Rep.-elect Kevin McCarthy gave in to demands by a contingent of hardline conservative Republicans blocking his bid to become House speaker as the chamber prepares for a third day of voting, according to multiple reports.
But McCarthy’s acquiescence is also turning out to be controversial, with some Republicans saying the changes will empower individual lawmakers — while others fear they will hinder the GOP’s ability to govern and render their narrow majority toothless.
The California Republican, who has already lost six speaker votes over the last two days, agreed to the compromises during negotiations late Wednesday after the House adjourned to block a seventh ballot.
In his quest to reach the 218 votes he needs to become speaker, McCarthy acceded to a key demand that he had previously said he would not support: lowering the threshold of members who can move to oust the speaker from five to one, a process known as a “motion to vacate.”
He also agreed to assign more members of the Freedom Caucus, which has been at the forefront of efforts to thwart his efforts to become speaker, to House committees — including the Rules Committee, which has large sway over determining which legislation gets to the floor for a vote.
Other concessions involve allowing votes on term limits and border security legislation, according to the reports.
The Post reported Wednesday evening that a super PAC aligned with McCarthy — the Congressional Leadership Fund — reached an agreement with the conservative nonprofit Club for Growth on primary candidate funding, resolving another sticking point in the dispute.
As part of the deal, the Leadership Fund, which funds GOP House candidates, will not spend money on any open-seat primaries in safe Republican districts.
It remains unclear if the concessions will soothe the 20 hardcore Republicans opposing McCarthy.
Rep.-elect Jim Banks of Indiana said progress was made during the negotiation sessions between McCarthy and members of the conservative House Freedom Caucus, and said the changes to the rules would be beneficial.
“The rules that have been negotiated are really good to empower rank-and-file members and take power away from the hands of just one or two people in leadership and that’s good for the institution. It’s good for the party,” Banks told “Fox & Friends” Thursday morning.

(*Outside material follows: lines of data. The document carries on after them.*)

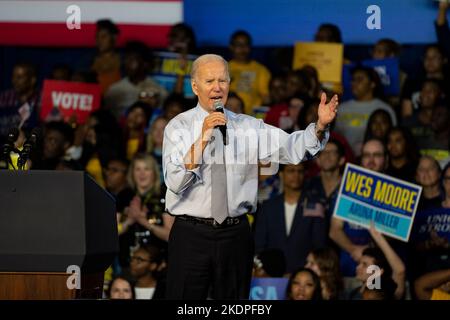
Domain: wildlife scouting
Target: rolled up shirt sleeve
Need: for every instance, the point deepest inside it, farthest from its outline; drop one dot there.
(176, 145)
(278, 146)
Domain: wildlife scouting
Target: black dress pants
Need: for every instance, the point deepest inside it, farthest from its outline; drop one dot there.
(209, 262)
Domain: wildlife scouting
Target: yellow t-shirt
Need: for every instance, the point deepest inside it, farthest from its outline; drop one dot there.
(438, 294)
(251, 82)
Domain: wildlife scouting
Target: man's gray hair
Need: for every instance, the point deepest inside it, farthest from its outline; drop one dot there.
(205, 59)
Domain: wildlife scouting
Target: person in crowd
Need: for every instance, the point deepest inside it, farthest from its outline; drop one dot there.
(20, 105)
(434, 65)
(57, 138)
(325, 263)
(285, 222)
(145, 262)
(155, 137)
(181, 40)
(61, 72)
(430, 95)
(352, 121)
(115, 174)
(389, 49)
(427, 175)
(121, 288)
(328, 32)
(403, 154)
(269, 263)
(304, 284)
(249, 78)
(320, 191)
(137, 63)
(173, 105)
(378, 125)
(434, 285)
(429, 240)
(142, 219)
(442, 28)
(235, 103)
(438, 145)
(389, 264)
(98, 141)
(137, 117)
(351, 238)
(106, 63)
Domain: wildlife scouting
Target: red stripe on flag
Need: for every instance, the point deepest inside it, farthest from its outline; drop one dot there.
(58, 35)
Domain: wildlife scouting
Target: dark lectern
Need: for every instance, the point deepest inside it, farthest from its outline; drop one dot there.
(51, 223)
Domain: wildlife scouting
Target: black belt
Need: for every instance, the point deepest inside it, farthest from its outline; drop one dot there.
(228, 222)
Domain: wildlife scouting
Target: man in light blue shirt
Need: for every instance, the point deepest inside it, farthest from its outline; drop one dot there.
(211, 254)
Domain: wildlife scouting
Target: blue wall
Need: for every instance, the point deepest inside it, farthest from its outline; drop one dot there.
(283, 22)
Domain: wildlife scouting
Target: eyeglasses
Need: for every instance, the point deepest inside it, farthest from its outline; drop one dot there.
(115, 170)
(139, 259)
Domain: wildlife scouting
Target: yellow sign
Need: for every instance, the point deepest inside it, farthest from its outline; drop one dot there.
(327, 58)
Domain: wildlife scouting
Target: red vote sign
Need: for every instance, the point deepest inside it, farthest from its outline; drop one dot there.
(64, 99)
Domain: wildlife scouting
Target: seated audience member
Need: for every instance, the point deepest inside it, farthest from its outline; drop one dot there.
(121, 288)
(269, 263)
(144, 265)
(304, 284)
(388, 262)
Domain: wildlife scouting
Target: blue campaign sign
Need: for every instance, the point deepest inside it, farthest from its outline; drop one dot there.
(436, 220)
(387, 69)
(367, 196)
(165, 68)
(268, 288)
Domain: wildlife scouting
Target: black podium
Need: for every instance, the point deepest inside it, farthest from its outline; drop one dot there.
(52, 222)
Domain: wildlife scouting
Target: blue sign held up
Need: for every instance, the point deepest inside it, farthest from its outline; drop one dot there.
(366, 196)
(268, 288)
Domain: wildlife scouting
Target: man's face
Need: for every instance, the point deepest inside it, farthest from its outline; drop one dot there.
(373, 156)
(21, 80)
(293, 176)
(211, 83)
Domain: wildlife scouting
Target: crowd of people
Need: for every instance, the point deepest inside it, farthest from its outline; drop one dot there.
(406, 136)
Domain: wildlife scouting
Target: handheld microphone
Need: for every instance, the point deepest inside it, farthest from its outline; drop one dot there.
(13, 134)
(218, 106)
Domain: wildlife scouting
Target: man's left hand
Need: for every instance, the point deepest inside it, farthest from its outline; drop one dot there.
(327, 111)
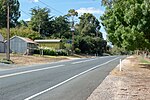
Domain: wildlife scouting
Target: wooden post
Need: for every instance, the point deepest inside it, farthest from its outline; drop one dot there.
(8, 34)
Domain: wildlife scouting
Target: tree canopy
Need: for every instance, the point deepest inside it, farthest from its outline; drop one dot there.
(127, 23)
(89, 25)
(41, 20)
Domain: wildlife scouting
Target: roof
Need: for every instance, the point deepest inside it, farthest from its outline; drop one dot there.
(25, 39)
(51, 40)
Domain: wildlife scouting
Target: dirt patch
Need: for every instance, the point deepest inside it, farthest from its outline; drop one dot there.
(132, 83)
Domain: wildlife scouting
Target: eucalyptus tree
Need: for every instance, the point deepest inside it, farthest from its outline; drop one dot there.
(89, 25)
(127, 23)
(61, 28)
(41, 21)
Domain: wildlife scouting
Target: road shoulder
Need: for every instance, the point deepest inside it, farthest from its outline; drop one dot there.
(132, 83)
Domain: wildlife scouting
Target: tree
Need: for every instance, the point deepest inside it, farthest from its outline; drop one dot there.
(61, 28)
(14, 12)
(89, 25)
(41, 21)
(127, 23)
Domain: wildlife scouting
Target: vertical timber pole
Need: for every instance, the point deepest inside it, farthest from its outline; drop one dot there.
(120, 65)
(8, 34)
(73, 42)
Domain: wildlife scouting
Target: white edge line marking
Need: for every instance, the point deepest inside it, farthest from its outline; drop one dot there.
(57, 85)
(82, 61)
(24, 72)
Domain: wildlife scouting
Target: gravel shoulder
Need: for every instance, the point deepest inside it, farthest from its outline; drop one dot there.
(132, 83)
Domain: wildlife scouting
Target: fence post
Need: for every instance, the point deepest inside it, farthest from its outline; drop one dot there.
(120, 65)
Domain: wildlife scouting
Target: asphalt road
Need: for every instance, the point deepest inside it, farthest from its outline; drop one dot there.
(69, 80)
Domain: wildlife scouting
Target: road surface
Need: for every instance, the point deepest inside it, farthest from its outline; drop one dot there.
(69, 80)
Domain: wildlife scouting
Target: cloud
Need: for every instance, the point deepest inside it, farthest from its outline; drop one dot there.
(91, 10)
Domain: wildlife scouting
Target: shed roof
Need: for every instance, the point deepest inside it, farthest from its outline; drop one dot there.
(25, 39)
(51, 40)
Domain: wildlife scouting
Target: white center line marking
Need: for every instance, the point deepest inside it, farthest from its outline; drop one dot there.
(29, 71)
(82, 61)
(57, 85)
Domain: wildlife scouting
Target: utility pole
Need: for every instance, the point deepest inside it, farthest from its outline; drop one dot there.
(8, 34)
(72, 30)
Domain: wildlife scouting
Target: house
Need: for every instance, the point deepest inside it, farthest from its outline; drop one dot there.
(55, 43)
(22, 45)
(2, 44)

“It’s time to move forward and unify. And we’ve got to get back to work,” he said.
But some moderate GOP House members fear McCarthy would be a speaker in name only after giving away much of his leverage to the Freedom Caucus.
“I don’t like it,” Rep. Carol Miller (R-WV) told CNN. “He has two years to prove himself, and that goes by very quickly, so I think we just need to get on with the business that the American people have sent us here to do, and that is to govern. It’s to take care of our border, it’s to get spending under control. It’s to be leaders.”
Rep.-elect Warren Davidson of Ohio, a McCarthy supporter, suggestion the concessions may have come too late because of the stiff resistance to the California lawmaker.
“The reality is,” he told CNN, “there are some people who, in their estimation, there’s no way they’re going to be able to support Kevin McCarthy.”